Nuclear disarmament group ICAN executive director Beatrice Fihn (R) and coordinator Daniel Hogstan hold a banner with the group's logo after ICAN won the Nobel Peace Prize for its decade-long campaign to rid the world of the atomic bomb as nuclear-fuelled crises swirl over North Korea and Iran, on October 6, 2017 in Geneva. With the nuclear threat at its most acute in decades, the International Campaign to Abolish Nuclear Weapons, which on October 6 won the Nobel Peace Prize, is urgently pressing to consign the bomb to history. / AFP PHOTO / Fabrice COFFRINI

The Nobel Peace Prize has been awarded to the International Campaign to Abolish Nuclear Weapons (Ican).

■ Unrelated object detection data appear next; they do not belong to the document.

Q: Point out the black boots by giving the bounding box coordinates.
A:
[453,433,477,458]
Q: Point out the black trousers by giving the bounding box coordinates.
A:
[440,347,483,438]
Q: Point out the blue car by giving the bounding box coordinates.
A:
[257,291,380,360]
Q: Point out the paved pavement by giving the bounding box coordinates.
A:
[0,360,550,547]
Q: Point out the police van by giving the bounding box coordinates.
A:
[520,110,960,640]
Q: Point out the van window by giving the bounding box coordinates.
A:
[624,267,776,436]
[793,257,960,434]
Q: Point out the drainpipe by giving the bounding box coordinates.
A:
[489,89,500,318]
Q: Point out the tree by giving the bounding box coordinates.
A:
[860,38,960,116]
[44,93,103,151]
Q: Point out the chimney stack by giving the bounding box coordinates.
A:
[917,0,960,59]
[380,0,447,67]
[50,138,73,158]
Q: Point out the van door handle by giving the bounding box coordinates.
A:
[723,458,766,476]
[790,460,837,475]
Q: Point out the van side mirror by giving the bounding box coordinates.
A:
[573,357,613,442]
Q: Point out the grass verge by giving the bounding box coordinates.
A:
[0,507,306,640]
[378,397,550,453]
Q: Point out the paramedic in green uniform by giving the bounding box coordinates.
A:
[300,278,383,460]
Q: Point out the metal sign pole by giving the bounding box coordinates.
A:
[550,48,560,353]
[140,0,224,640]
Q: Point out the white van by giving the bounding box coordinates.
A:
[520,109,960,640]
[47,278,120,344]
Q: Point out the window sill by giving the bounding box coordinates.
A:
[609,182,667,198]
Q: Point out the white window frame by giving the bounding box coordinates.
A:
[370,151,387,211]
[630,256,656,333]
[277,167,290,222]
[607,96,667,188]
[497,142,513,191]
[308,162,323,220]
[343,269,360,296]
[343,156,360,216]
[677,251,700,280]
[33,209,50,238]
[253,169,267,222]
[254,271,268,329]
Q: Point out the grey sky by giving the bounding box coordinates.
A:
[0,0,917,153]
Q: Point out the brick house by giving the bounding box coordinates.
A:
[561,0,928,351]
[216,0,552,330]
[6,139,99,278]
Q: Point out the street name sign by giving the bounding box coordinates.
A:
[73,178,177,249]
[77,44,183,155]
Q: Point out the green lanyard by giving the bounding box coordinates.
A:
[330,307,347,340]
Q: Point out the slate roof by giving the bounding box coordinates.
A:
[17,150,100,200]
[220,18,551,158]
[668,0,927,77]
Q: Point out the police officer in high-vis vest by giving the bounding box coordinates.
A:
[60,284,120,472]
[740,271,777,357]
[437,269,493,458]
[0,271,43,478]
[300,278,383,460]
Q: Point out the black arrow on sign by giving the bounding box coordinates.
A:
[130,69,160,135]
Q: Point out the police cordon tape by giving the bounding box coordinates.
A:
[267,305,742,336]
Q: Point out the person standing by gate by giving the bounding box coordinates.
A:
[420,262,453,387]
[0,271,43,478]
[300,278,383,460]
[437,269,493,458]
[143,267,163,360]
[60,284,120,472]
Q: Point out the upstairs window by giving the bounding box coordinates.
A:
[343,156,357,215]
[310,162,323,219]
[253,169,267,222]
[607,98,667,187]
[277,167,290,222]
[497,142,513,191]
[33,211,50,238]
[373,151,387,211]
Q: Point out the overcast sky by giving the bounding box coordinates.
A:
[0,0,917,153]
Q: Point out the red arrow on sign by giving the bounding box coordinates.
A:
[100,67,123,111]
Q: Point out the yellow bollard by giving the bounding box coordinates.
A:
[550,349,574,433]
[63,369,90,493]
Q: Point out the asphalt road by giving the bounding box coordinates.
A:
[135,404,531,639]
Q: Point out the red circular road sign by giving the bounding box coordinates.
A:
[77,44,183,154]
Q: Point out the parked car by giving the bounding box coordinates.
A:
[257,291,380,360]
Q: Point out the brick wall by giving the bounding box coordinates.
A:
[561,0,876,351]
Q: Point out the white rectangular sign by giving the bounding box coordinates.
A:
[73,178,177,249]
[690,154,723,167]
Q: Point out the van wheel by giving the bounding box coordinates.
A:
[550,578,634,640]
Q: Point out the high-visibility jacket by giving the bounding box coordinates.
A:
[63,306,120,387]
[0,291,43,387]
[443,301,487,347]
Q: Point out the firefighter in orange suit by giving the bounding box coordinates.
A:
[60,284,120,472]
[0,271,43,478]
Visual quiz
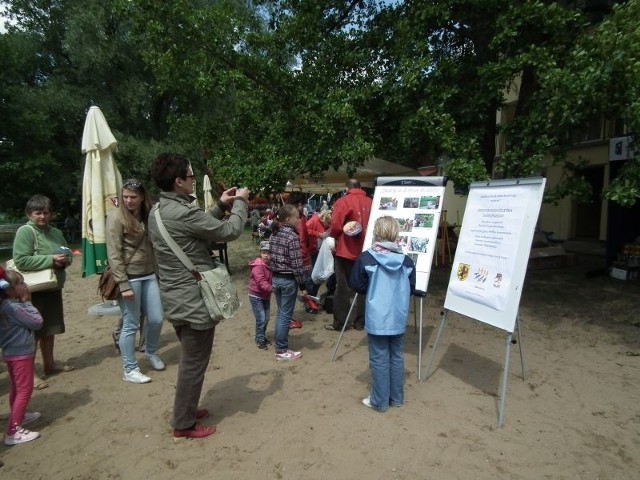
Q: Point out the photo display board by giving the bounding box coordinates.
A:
[363,177,445,292]
[444,178,546,332]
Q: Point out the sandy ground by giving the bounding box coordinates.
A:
[0,240,640,480]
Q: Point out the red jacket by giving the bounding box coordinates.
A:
[297,214,311,267]
[330,188,373,260]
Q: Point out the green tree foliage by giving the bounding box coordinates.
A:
[0,0,640,213]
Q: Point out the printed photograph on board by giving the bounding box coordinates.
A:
[420,196,440,210]
[402,197,420,208]
[407,237,429,253]
[396,218,413,232]
[413,213,435,228]
[378,197,398,210]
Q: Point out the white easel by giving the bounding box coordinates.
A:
[331,177,447,379]
[426,178,546,427]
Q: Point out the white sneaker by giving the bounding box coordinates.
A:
[22,412,42,427]
[4,427,40,446]
[145,353,167,371]
[122,368,151,383]
[276,350,302,361]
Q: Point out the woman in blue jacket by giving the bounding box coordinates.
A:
[349,216,416,412]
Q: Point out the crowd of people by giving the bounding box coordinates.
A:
[0,171,415,445]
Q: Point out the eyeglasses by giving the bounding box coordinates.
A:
[122,180,142,190]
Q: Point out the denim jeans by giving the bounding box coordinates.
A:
[272,275,298,352]
[367,334,404,412]
[249,295,271,343]
[118,278,164,372]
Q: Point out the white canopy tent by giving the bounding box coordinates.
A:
[285,157,420,195]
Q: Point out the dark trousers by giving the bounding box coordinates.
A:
[333,257,365,329]
[171,325,216,430]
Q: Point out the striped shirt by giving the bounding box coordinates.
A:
[269,223,304,290]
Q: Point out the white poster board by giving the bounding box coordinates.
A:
[444,178,546,332]
[363,177,446,292]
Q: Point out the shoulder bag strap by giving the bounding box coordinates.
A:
[124,233,147,267]
[153,204,200,280]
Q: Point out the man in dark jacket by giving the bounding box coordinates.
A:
[149,153,249,439]
[325,179,372,331]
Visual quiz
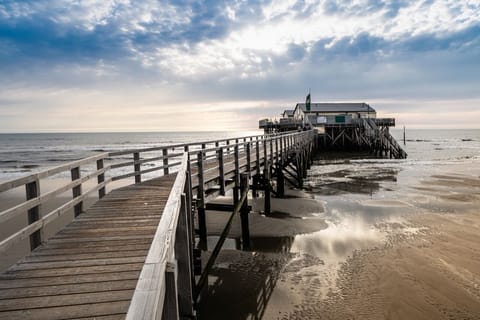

Berit Reiss-Andersen, the Nobel committee chair, said it was due to the group’s “groundbreaking efforts to achieve a treaty prohibition” on nuclear weapons.

“We live in a world where the risk of nuclear weapons being used is greater than it has been for a long time,” she continued.

She cited the North Korea issue.

Ms Reiss-Andersen called on nuclear-armed states to initiate negotiations to gradually eliminate the weapons.

In July, after pressure from Ican, 122 nations adopted a UN treaty designed to ban and eventually eliminate all nuclear weapons. But none of the nine known nuclear powers in the world – including the UK and the US – signed up.

Ican, a coalition of hundreds of NGOs, is 10 years old and is based in Geneva, Switzerland. The group will receive nine million Swedish kronor ($1.1 million, £94,000) along with a medal and a diploma at a ceremony in December.

The Nobel prize citation read: “Some states are modernising their nuclear arsenals, and there is a real danger that more countries will try to procure nuclear weapons, as exemplified by North Korea.”

North Korean leader Kim Jong-un has launched a series of rockets and a nuclear test this year, leading to an escalating war of words with US President Donald Trump.

Mr Trump, who commands one of the world’s most powerful nuclear arsenals, threatened to “totally destroy” North Korea if his country is forced to defend itself or its allies.

Last year’s winner, Colombian President Juan Manuel Santos, said the peace prize was “like a gift from heaven” as his government tried to negotiate a deal with the main rebel group, the Farc.